Polycystic Ovarian Disease is interplay of genetic factors, obesity and post-receptor insulin defect leading to insulin resistance. It is a heterogenous syndrome complex characterized by persistent hyperandrogenic chronic anovulation, hyperinsulinaemia and insulin resistance, resulting in menstrual irregularity, infertility and hirsutism.

There is no accepted theory regarding aetiopathogenesis of this syndrome and no single factor that can be held responsible for the causation of this condition. This is a condition, which, once established is, chronic and self-perpetuating. Hyperandrogenism in the ovarian microenvironment is a cardinal feature of Polycystic Ovarian disease. There is now definite appreciation of the role of hyperinsulinaemia in the development of Polycystic Ovarian disease. It is characterised by insulin resistance accompanied by compensatory hyperinsulinaemia.1 These women also have impaired glucose tolerence.2

Hyperinsulinaemia causes hyper-androgenism in Polycystic Ovarian Disease by the following mechanism:

1. Increased insulin bind to type II GF receptors leading to activation of IGF-II and IGF-I factors which cause increased androgen production in theca cells in response to Luteinising hormone.
2. Insulin inhibits hepatic synthesis of sex hormone binding globulin and IGFBP-I leading to free levels of testosterone and androstenedione.

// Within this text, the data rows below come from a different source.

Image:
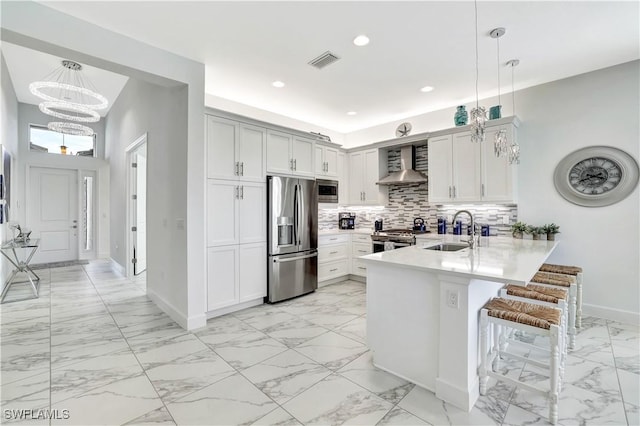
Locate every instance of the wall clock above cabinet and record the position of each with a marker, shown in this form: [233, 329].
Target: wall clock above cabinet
[596, 176]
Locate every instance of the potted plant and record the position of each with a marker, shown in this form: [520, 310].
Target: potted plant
[535, 231]
[517, 229]
[551, 230]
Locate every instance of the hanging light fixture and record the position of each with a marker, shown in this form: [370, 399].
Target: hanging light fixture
[514, 149]
[500, 142]
[69, 95]
[478, 114]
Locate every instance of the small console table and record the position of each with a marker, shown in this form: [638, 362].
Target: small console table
[9, 250]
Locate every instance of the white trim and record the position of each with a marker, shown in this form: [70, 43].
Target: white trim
[188, 323]
[626, 317]
[128, 243]
[234, 308]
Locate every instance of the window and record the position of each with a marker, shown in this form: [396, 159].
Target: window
[42, 139]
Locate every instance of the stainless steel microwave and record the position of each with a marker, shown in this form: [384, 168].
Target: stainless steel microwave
[327, 191]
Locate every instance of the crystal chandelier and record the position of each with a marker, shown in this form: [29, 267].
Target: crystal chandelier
[500, 142]
[68, 95]
[478, 114]
[514, 149]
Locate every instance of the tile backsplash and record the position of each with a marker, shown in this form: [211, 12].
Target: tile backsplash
[407, 202]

Women with Polycystic Ovarian Disease are at risk of developing android obesity, abnormal lipid profile and associated cardiovascular diseases along with insulin dependant diabetes mellitus.3 Though, obesity was commonly implicated with pathogenesis of this syndrome, it is now evident that Polycystic Ovarian disease, though common in obese patients, is also seen in lean women.4 In our study also, almost 40% of women with Polycystic Ovarian Disease were lean.

The traditional treatment with clomiphene citrate and other hormones for chronic anovulation associated with Polycystic Ovarian Disease is associated with high failure rates.

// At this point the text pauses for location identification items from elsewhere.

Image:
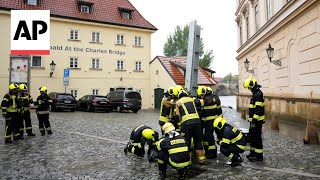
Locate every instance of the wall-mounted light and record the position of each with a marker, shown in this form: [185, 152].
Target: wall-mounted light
[52, 67]
[246, 65]
[270, 51]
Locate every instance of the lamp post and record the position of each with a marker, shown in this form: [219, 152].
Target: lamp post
[246, 65]
[270, 52]
[52, 67]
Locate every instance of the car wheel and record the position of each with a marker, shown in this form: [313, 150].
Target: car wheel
[119, 109]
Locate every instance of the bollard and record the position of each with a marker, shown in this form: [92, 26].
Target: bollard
[243, 114]
[274, 123]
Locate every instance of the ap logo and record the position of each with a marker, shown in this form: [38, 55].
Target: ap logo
[30, 32]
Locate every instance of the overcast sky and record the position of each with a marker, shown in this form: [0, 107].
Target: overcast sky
[216, 17]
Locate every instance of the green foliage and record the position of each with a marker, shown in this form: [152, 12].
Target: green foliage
[177, 45]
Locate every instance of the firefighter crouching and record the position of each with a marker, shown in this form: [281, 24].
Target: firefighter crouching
[190, 124]
[11, 106]
[167, 107]
[138, 138]
[232, 142]
[173, 150]
[26, 101]
[43, 103]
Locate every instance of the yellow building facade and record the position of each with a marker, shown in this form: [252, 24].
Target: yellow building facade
[101, 57]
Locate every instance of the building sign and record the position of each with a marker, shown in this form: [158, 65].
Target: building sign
[87, 50]
[30, 32]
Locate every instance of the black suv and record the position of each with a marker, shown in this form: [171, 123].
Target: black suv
[62, 101]
[125, 100]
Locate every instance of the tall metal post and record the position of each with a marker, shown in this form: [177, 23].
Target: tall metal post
[191, 78]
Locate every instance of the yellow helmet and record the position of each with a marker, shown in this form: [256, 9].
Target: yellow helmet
[201, 91]
[219, 123]
[167, 127]
[43, 89]
[13, 86]
[23, 87]
[148, 133]
[249, 83]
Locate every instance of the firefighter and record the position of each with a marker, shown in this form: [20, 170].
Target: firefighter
[167, 107]
[211, 109]
[190, 124]
[26, 101]
[256, 119]
[232, 142]
[10, 111]
[43, 103]
[173, 150]
[138, 138]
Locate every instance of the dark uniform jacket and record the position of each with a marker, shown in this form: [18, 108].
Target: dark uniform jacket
[230, 135]
[177, 149]
[256, 107]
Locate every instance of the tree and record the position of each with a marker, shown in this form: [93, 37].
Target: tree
[177, 45]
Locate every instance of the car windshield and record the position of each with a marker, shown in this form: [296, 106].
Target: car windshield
[65, 97]
[133, 95]
[103, 98]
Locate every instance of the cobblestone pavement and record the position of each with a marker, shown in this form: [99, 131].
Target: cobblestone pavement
[90, 146]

Surgical methods such as ovarian drilling, electrocoagulation, and, wedge resection of ovary have been tried for this condition since the age old times. These methods are nowadays mostly used in cases of failure of the medical management. Also, these methods are associated with their own surgical risks along with formation of postoperative adhesions.5

Since hyperinsulinaemia and insulin resistance has been linked with Polycystic ovarian disease, it is logical that treatment with insulin sensitizing drugs like metformin may play a vital role in management of this disease. Metformin, insulin sensitiser, when used along with clomiphene citrate in women not responding to clomiphene alone has proven useful.

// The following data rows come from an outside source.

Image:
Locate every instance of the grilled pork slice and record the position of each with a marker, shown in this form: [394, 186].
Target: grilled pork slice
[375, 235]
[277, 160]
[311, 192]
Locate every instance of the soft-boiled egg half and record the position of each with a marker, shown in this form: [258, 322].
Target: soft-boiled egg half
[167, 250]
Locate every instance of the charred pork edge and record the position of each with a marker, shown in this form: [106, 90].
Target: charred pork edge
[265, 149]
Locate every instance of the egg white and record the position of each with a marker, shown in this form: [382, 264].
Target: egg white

Metformin is a biguanide, which acts principally by suppression of gluconeogenesis in the liver. It enhances the binding of insulin to its receptors and also increases GLUT4, which improves the peripheral uptake of glucose.

It improves insulin sensitivity and causes significant reduction in gluconeogenesis. It reduces level of insulin, LH and testosterone thus helping in spontaneous ovulation.6,7 It also significantly reduces risk of ovarian hyperstimulation.8 It helps in restoring regular cycles and fertility.9 Metformin facilitates weight loss and reduction in excess body hairs. However, Nestler et al found metformin ineffective in reducing Body Mass Index suggesting the role of other factors like leptins.10 The effect of metformin on hirsutism was insignificant in study by Agarwal.11

Metformin also reduces long term risk of heart disease, stroke and diabetes mellitus by lowering triglyceride and LDL levels and elevating HDL levels.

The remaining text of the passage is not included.